Les faits, tels qu'ils ont été exposés par les parties, peuvent
se résumer comme suit.
Le 17 novembre 1996, le père des deux requérantes, un
ressortissant ukrainien, fut interpellé par la gendarmerie de
Niederbronn-les-Bains. Il indiqua avoir quitté l'Ukraine en 1989 pour
Athènes avec sa femme et ses quatre filles. En 1994, la famille serait
rentrée en Ukraine, puis serait repartie pour la République tchèque où
elle aurait séjourné illégalement pendant quinze mois. Refoulée en
Autriche, elle serait ensuite entrée en fraude en Allemagne, puis en
Suisse et en Italie. Sa femme et deux de ses filles seraient restées
à Rome pendant que le père et les deux requérantes poursuivaient leur
voyage en train et à bicyclette jusqu'à Leipzig. Il déclara être entré
en France le 12 novembre 1996.
Les enquêteurs trouvèrent dans les affaires personnelles du père
des requérantes une photographie d'une de ses filles dévêtue, un cahier
présentant des dessins d'enfants dans des positions pornographiques
caractérisées, des articles de la presse allemande et russe commentant
des affaires de prostitution enfantine et quinze pellicules
photographiques.
L'aînée des requérantes déclara n'avoir jamais subi de rapports
sexuels.
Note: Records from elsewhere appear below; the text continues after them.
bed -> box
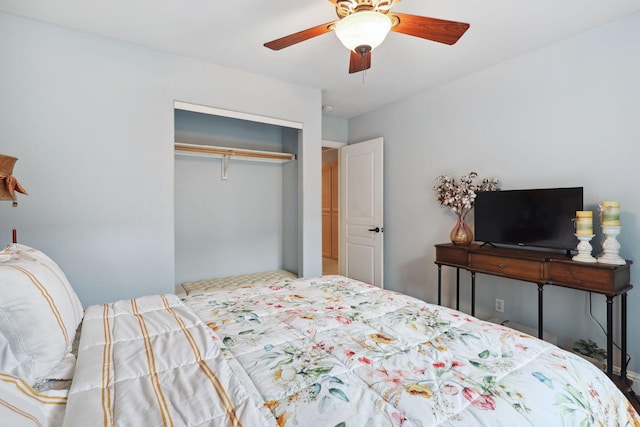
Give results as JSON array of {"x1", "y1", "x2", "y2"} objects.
[{"x1": 0, "y1": 246, "x2": 640, "y2": 427}]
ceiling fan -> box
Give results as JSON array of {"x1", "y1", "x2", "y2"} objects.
[{"x1": 264, "y1": 0, "x2": 469, "y2": 73}]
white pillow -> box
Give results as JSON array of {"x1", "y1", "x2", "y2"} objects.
[
  {"x1": 0, "y1": 244, "x2": 82, "y2": 384},
  {"x1": 0, "y1": 372, "x2": 67, "y2": 427}
]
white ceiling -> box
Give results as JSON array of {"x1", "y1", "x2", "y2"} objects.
[{"x1": 0, "y1": 0, "x2": 640, "y2": 118}]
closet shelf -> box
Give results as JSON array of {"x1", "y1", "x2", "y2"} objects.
[{"x1": 175, "y1": 142, "x2": 296, "y2": 163}]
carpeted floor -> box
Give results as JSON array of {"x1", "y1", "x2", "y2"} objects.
[{"x1": 322, "y1": 258, "x2": 340, "y2": 274}]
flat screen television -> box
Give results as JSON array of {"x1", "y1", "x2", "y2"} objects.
[{"x1": 474, "y1": 187, "x2": 583, "y2": 251}]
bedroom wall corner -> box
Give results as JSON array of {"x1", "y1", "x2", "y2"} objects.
[{"x1": 0, "y1": 12, "x2": 321, "y2": 305}]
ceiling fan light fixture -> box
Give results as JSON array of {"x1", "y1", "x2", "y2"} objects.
[{"x1": 335, "y1": 11, "x2": 392, "y2": 55}]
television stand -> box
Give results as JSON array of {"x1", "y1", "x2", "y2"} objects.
[{"x1": 435, "y1": 243, "x2": 633, "y2": 380}]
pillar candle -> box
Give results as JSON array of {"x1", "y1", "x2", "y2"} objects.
[
  {"x1": 600, "y1": 202, "x2": 620, "y2": 226},
  {"x1": 576, "y1": 211, "x2": 593, "y2": 235}
]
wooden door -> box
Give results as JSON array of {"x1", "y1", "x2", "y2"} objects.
[{"x1": 322, "y1": 162, "x2": 339, "y2": 260}]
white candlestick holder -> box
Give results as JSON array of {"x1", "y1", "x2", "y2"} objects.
[
  {"x1": 571, "y1": 233, "x2": 598, "y2": 262},
  {"x1": 598, "y1": 225, "x2": 627, "y2": 265}
]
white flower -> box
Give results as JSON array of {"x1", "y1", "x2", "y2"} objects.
[{"x1": 433, "y1": 172, "x2": 500, "y2": 217}]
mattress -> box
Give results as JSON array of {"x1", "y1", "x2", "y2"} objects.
[
  {"x1": 176, "y1": 270, "x2": 298, "y2": 297},
  {"x1": 64, "y1": 276, "x2": 640, "y2": 427}
]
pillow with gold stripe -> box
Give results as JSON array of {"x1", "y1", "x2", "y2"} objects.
[
  {"x1": 0, "y1": 372, "x2": 67, "y2": 427},
  {"x1": 0, "y1": 244, "x2": 83, "y2": 384}
]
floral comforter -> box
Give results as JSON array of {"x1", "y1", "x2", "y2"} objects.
[{"x1": 184, "y1": 276, "x2": 640, "y2": 427}]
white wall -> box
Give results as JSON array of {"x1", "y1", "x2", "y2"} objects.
[
  {"x1": 349, "y1": 13, "x2": 640, "y2": 372},
  {"x1": 322, "y1": 114, "x2": 349, "y2": 142},
  {"x1": 0, "y1": 13, "x2": 322, "y2": 305}
]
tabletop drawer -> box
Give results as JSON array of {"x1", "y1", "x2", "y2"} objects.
[
  {"x1": 436, "y1": 245, "x2": 467, "y2": 268},
  {"x1": 469, "y1": 253, "x2": 544, "y2": 283}
]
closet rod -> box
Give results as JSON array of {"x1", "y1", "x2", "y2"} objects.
[{"x1": 175, "y1": 142, "x2": 296, "y2": 161}]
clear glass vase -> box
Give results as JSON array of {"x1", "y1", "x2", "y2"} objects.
[{"x1": 450, "y1": 214, "x2": 473, "y2": 246}]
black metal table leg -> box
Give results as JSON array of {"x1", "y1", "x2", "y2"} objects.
[
  {"x1": 538, "y1": 283, "x2": 544, "y2": 339},
  {"x1": 471, "y1": 271, "x2": 476, "y2": 316},
  {"x1": 456, "y1": 268, "x2": 460, "y2": 310},
  {"x1": 607, "y1": 295, "x2": 626, "y2": 378},
  {"x1": 620, "y1": 292, "x2": 627, "y2": 380},
  {"x1": 438, "y1": 264, "x2": 442, "y2": 305}
]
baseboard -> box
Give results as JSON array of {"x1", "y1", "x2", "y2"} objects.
[{"x1": 613, "y1": 366, "x2": 640, "y2": 394}]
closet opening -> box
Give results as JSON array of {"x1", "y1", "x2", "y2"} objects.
[{"x1": 174, "y1": 102, "x2": 302, "y2": 283}]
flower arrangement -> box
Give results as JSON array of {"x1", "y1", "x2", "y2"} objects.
[{"x1": 433, "y1": 172, "x2": 500, "y2": 219}]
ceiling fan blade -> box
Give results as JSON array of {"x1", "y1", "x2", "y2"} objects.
[
  {"x1": 391, "y1": 12, "x2": 469, "y2": 45},
  {"x1": 349, "y1": 50, "x2": 371, "y2": 74},
  {"x1": 264, "y1": 21, "x2": 335, "y2": 50}
]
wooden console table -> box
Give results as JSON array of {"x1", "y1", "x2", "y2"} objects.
[{"x1": 435, "y1": 243, "x2": 633, "y2": 379}]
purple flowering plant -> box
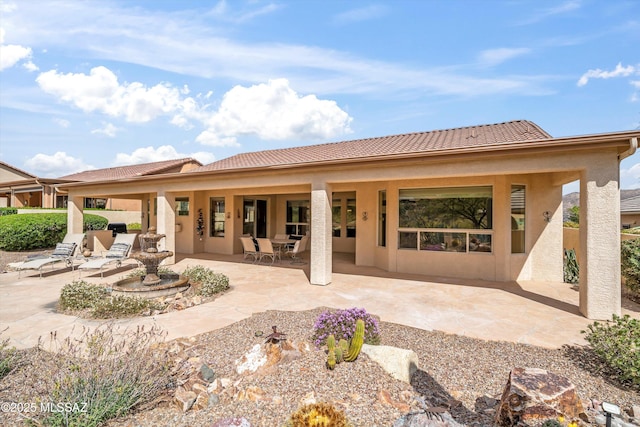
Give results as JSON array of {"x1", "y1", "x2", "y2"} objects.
[{"x1": 312, "y1": 307, "x2": 380, "y2": 348}]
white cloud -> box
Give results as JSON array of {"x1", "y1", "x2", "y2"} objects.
[
  {"x1": 113, "y1": 145, "x2": 215, "y2": 166},
  {"x1": 25, "y1": 151, "x2": 95, "y2": 178},
  {"x1": 53, "y1": 119, "x2": 71, "y2": 129},
  {"x1": 91, "y1": 123, "x2": 120, "y2": 138},
  {"x1": 620, "y1": 162, "x2": 640, "y2": 190},
  {"x1": 197, "y1": 79, "x2": 352, "y2": 146},
  {"x1": 0, "y1": 28, "x2": 35, "y2": 71},
  {"x1": 478, "y1": 47, "x2": 531, "y2": 66},
  {"x1": 36, "y1": 66, "x2": 205, "y2": 123},
  {"x1": 577, "y1": 62, "x2": 640, "y2": 86}
]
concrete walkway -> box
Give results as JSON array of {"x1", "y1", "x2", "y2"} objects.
[{"x1": 0, "y1": 254, "x2": 640, "y2": 348}]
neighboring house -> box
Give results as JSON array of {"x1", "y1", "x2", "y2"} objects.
[
  {"x1": 0, "y1": 158, "x2": 202, "y2": 211},
  {"x1": 60, "y1": 121, "x2": 640, "y2": 319},
  {"x1": 0, "y1": 162, "x2": 60, "y2": 208},
  {"x1": 620, "y1": 196, "x2": 640, "y2": 229}
]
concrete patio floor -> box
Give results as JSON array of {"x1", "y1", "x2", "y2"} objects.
[{"x1": 0, "y1": 254, "x2": 640, "y2": 348}]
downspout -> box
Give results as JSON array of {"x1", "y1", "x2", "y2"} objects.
[{"x1": 618, "y1": 138, "x2": 638, "y2": 160}]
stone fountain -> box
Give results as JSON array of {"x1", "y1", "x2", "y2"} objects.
[{"x1": 112, "y1": 227, "x2": 189, "y2": 298}]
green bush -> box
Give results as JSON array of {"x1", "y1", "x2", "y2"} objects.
[
  {"x1": 582, "y1": 314, "x2": 640, "y2": 386},
  {"x1": 59, "y1": 280, "x2": 107, "y2": 310},
  {"x1": 182, "y1": 265, "x2": 229, "y2": 297},
  {"x1": 34, "y1": 325, "x2": 172, "y2": 427},
  {"x1": 0, "y1": 208, "x2": 18, "y2": 216},
  {"x1": 0, "y1": 213, "x2": 108, "y2": 251},
  {"x1": 564, "y1": 249, "x2": 580, "y2": 284},
  {"x1": 92, "y1": 295, "x2": 161, "y2": 319},
  {"x1": 620, "y1": 239, "x2": 640, "y2": 295}
]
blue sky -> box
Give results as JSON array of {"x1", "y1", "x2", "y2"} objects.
[{"x1": 0, "y1": 0, "x2": 640, "y2": 189}]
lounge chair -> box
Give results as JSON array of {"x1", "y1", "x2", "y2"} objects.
[
  {"x1": 257, "y1": 239, "x2": 280, "y2": 264},
  {"x1": 240, "y1": 236, "x2": 260, "y2": 262},
  {"x1": 13, "y1": 233, "x2": 84, "y2": 278},
  {"x1": 78, "y1": 233, "x2": 137, "y2": 277}
]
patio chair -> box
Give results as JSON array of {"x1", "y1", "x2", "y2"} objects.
[
  {"x1": 257, "y1": 239, "x2": 281, "y2": 264},
  {"x1": 285, "y1": 236, "x2": 309, "y2": 264},
  {"x1": 13, "y1": 233, "x2": 84, "y2": 278},
  {"x1": 78, "y1": 233, "x2": 137, "y2": 277},
  {"x1": 240, "y1": 236, "x2": 260, "y2": 262}
]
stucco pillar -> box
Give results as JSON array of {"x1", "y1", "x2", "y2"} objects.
[
  {"x1": 309, "y1": 182, "x2": 333, "y2": 285},
  {"x1": 157, "y1": 191, "x2": 175, "y2": 264},
  {"x1": 579, "y1": 155, "x2": 621, "y2": 320},
  {"x1": 67, "y1": 194, "x2": 84, "y2": 234}
]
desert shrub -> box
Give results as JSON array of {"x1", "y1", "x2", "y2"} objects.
[
  {"x1": 564, "y1": 249, "x2": 580, "y2": 284},
  {"x1": 91, "y1": 295, "x2": 159, "y2": 319},
  {"x1": 59, "y1": 280, "x2": 107, "y2": 310},
  {"x1": 0, "y1": 339, "x2": 20, "y2": 379},
  {"x1": 0, "y1": 213, "x2": 108, "y2": 251},
  {"x1": 620, "y1": 239, "x2": 640, "y2": 295},
  {"x1": 182, "y1": 265, "x2": 229, "y2": 297},
  {"x1": 312, "y1": 307, "x2": 380, "y2": 347},
  {"x1": 582, "y1": 314, "x2": 640, "y2": 386},
  {"x1": 36, "y1": 325, "x2": 174, "y2": 427},
  {"x1": 0, "y1": 208, "x2": 18, "y2": 216}
]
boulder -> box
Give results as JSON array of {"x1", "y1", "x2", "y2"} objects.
[
  {"x1": 361, "y1": 344, "x2": 418, "y2": 384},
  {"x1": 174, "y1": 386, "x2": 198, "y2": 412},
  {"x1": 495, "y1": 368, "x2": 585, "y2": 426}
]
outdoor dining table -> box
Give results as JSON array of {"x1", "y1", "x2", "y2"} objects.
[{"x1": 269, "y1": 239, "x2": 297, "y2": 250}]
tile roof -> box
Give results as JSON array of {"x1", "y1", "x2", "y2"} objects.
[
  {"x1": 620, "y1": 196, "x2": 640, "y2": 213},
  {"x1": 58, "y1": 158, "x2": 202, "y2": 182},
  {"x1": 195, "y1": 120, "x2": 552, "y2": 172}
]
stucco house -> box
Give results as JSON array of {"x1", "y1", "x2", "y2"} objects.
[
  {"x1": 0, "y1": 158, "x2": 202, "y2": 211},
  {"x1": 59, "y1": 120, "x2": 640, "y2": 319}
]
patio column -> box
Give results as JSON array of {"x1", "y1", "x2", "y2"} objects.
[
  {"x1": 157, "y1": 190, "x2": 179, "y2": 264},
  {"x1": 309, "y1": 182, "x2": 332, "y2": 286},
  {"x1": 579, "y1": 155, "x2": 621, "y2": 320},
  {"x1": 67, "y1": 194, "x2": 84, "y2": 234}
]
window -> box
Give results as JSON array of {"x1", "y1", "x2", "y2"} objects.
[
  {"x1": 347, "y1": 199, "x2": 356, "y2": 237},
  {"x1": 285, "y1": 200, "x2": 310, "y2": 236},
  {"x1": 209, "y1": 197, "x2": 225, "y2": 237},
  {"x1": 378, "y1": 190, "x2": 387, "y2": 247},
  {"x1": 511, "y1": 185, "x2": 526, "y2": 254},
  {"x1": 176, "y1": 197, "x2": 189, "y2": 216},
  {"x1": 398, "y1": 186, "x2": 493, "y2": 253},
  {"x1": 331, "y1": 199, "x2": 342, "y2": 237}
]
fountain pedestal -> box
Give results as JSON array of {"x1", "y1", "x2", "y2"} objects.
[{"x1": 112, "y1": 227, "x2": 189, "y2": 298}]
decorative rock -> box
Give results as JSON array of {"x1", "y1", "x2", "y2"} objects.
[
  {"x1": 200, "y1": 363, "x2": 216, "y2": 383},
  {"x1": 361, "y1": 344, "x2": 418, "y2": 384},
  {"x1": 174, "y1": 386, "x2": 198, "y2": 412},
  {"x1": 235, "y1": 344, "x2": 267, "y2": 374},
  {"x1": 495, "y1": 368, "x2": 584, "y2": 426},
  {"x1": 211, "y1": 417, "x2": 251, "y2": 427}
]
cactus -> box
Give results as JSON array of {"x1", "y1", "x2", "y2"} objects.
[
  {"x1": 327, "y1": 334, "x2": 336, "y2": 350},
  {"x1": 338, "y1": 338, "x2": 349, "y2": 356},
  {"x1": 334, "y1": 346, "x2": 344, "y2": 363},
  {"x1": 344, "y1": 319, "x2": 364, "y2": 362},
  {"x1": 285, "y1": 402, "x2": 351, "y2": 427},
  {"x1": 327, "y1": 349, "x2": 336, "y2": 370}
]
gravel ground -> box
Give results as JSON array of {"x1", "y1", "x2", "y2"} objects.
[{"x1": 99, "y1": 309, "x2": 640, "y2": 427}]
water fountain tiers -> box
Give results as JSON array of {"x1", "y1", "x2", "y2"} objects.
[{"x1": 131, "y1": 227, "x2": 173, "y2": 286}]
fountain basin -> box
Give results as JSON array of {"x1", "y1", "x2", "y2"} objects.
[{"x1": 111, "y1": 274, "x2": 190, "y2": 299}]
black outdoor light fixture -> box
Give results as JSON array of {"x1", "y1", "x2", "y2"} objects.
[{"x1": 602, "y1": 402, "x2": 620, "y2": 427}]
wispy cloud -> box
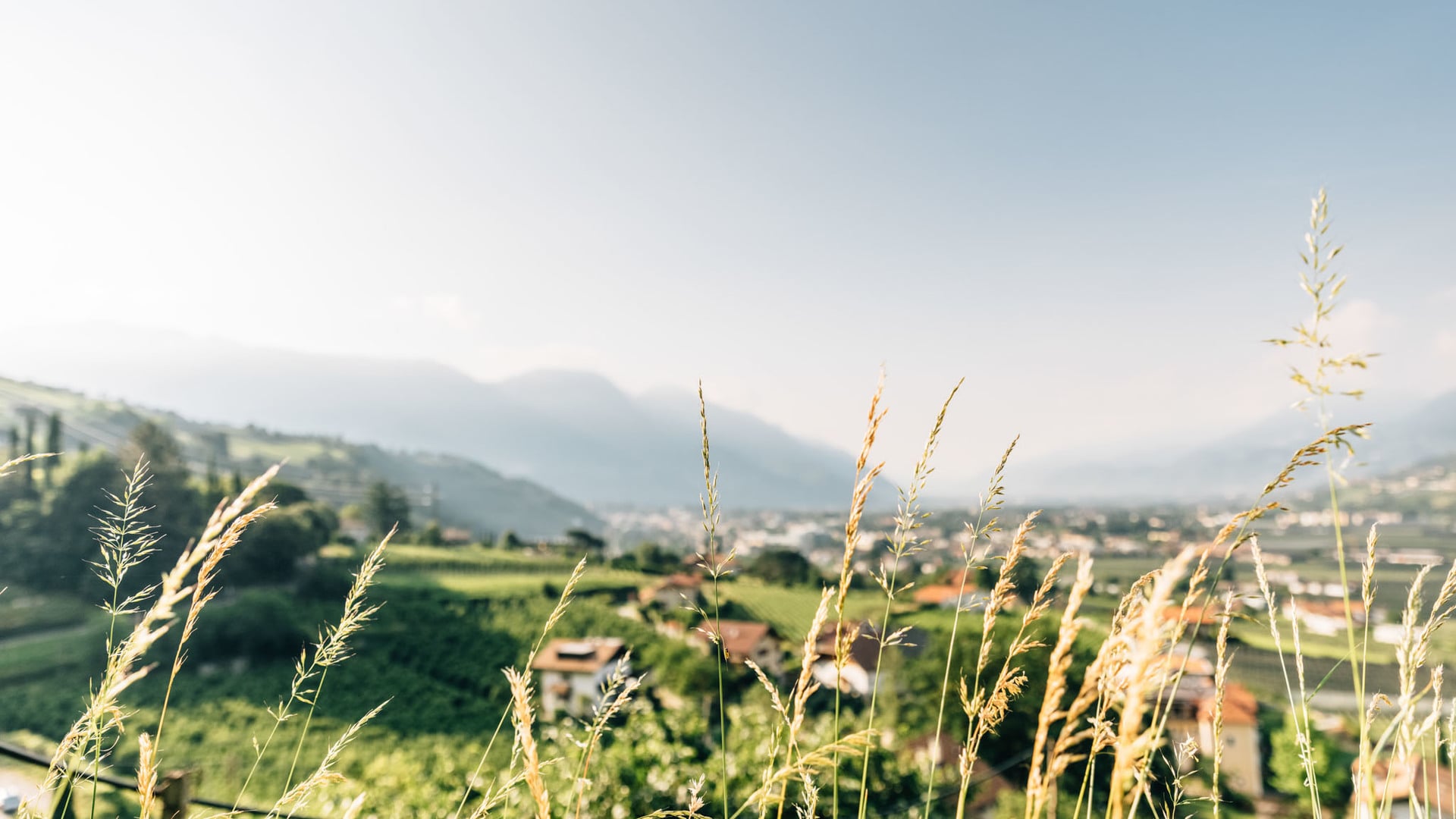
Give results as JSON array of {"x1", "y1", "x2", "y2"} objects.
[{"x1": 391, "y1": 293, "x2": 481, "y2": 331}]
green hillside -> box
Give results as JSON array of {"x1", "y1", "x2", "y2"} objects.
[{"x1": 0, "y1": 379, "x2": 601, "y2": 538}]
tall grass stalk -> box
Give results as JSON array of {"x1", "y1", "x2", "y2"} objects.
[
  {"x1": 830, "y1": 369, "x2": 886, "y2": 819},
  {"x1": 698, "y1": 381, "x2": 737, "y2": 816},
  {"x1": 454, "y1": 557, "x2": 587, "y2": 819},
  {"x1": 20, "y1": 460, "x2": 278, "y2": 817},
  {"x1": 233, "y1": 529, "x2": 394, "y2": 811},
  {"x1": 859, "y1": 379, "x2": 965, "y2": 819},
  {"x1": 80, "y1": 459, "x2": 160, "y2": 819},
  {"x1": 924, "y1": 436, "x2": 1021, "y2": 819},
  {"x1": 1268, "y1": 188, "x2": 1374, "y2": 810}
]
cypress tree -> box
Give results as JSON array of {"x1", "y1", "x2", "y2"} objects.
[{"x1": 46, "y1": 410, "x2": 64, "y2": 487}]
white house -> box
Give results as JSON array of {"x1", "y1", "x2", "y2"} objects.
[
  {"x1": 692, "y1": 620, "x2": 783, "y2": 678},
  {"x1": 532, "y1": 637, "x2": 626, "y2": 717}
]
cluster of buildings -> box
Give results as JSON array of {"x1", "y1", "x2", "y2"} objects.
[{"x1": 532, "y1": 573, "x2": 926, "y2": 718}]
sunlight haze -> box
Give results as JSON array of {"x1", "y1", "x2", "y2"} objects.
[{"x1": 0, "y1": 3, "x2": 1456, "y2": 486}]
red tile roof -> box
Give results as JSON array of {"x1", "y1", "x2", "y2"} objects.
[{"x1": 532, "y1": 637, "x2": 626, "y2": 673}]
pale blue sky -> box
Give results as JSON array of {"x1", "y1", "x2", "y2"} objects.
[{"x1": 0, "y1": 3, "x2": 1456, "y2": 486}]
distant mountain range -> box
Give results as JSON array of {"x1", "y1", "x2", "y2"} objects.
[
  {"x1": 0, "y1": 334, "x2": 855, "y2": 509},
  {"x1": 0, "y1": 328, "x2": 1456, "y2": 507},
  {"x1": 0, "y1": 379, "x2": 603, "y2": 538},
  {"x1": 1018, "y1": 391, "x2": 1456, "y2": 501}
]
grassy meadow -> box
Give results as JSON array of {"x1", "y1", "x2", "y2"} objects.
[{"x1": 0, "y1": 194, "x2": 1456, "y2": 819}]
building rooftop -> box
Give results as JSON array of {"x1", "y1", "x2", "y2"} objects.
[{"x1": 532, "y1": 637, "x2": 626, "y2": 673}]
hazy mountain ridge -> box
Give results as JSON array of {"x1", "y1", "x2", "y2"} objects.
[
  {"x1": 1018, "y1": 391, "x2": 1456, "y2": 501},
  {"x1": 0, "y1": 379, "x2": 601, "y2": 538},
  {"x1": 0, "y1": 338, "x2": 855, "y2": 509}
]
Un examen médical montra toutefois un hymen défloré avec des
incisures anciennes et une fissure anale superficielle d'origine
indéterminée. La deuxième requérante nia également avoir subi tout
attouchement. Un examen médical confirma que la jeune fille ne
présentait aucune lésion corporelle suspecte, mais n'exclut pas la
possibilité d'attouchements sexuels. Un examen psychologique des
enfants conclut que les dessins trouvés montraient chez elles une
certaine connaissance des pratiques sexuelles adultes en dépit de leurs
dénégations ; le discours banalisant des enfants et le déni de
spécificité de la sexualité laissaient subsister un doute sur
l'existence de pratiques sexuelles précoces ou éventuellement un
commerce de photos pornographiques. Les pellicules furent développées.
Elles contenaient des photos de famille dont aucune n'était
délictueuse.
Lors de son audition la plus jeune des enfants indiqua avoir fait
les dessins après avoir vu en cachette un film pornographique que son
père visionnait.
Les enfants, ayant demandé expressément à retourner auprès de
leur père, aucun élément ne permettant d'affirmer que celui-ci les
prostituait, sa garde à vue fut levée.
Le 19 novembre 1996, un arrêté préfectoral de reconduite à la
frontière fut pris à son encontre et il fut placé en rétention
administrative.
Les deux requérantes mineures, ne pouvant être gardées au centre
de rétention administrative, ont été placées au foyer de l'enfance
local par décision du procureur de la République de Strasbourg.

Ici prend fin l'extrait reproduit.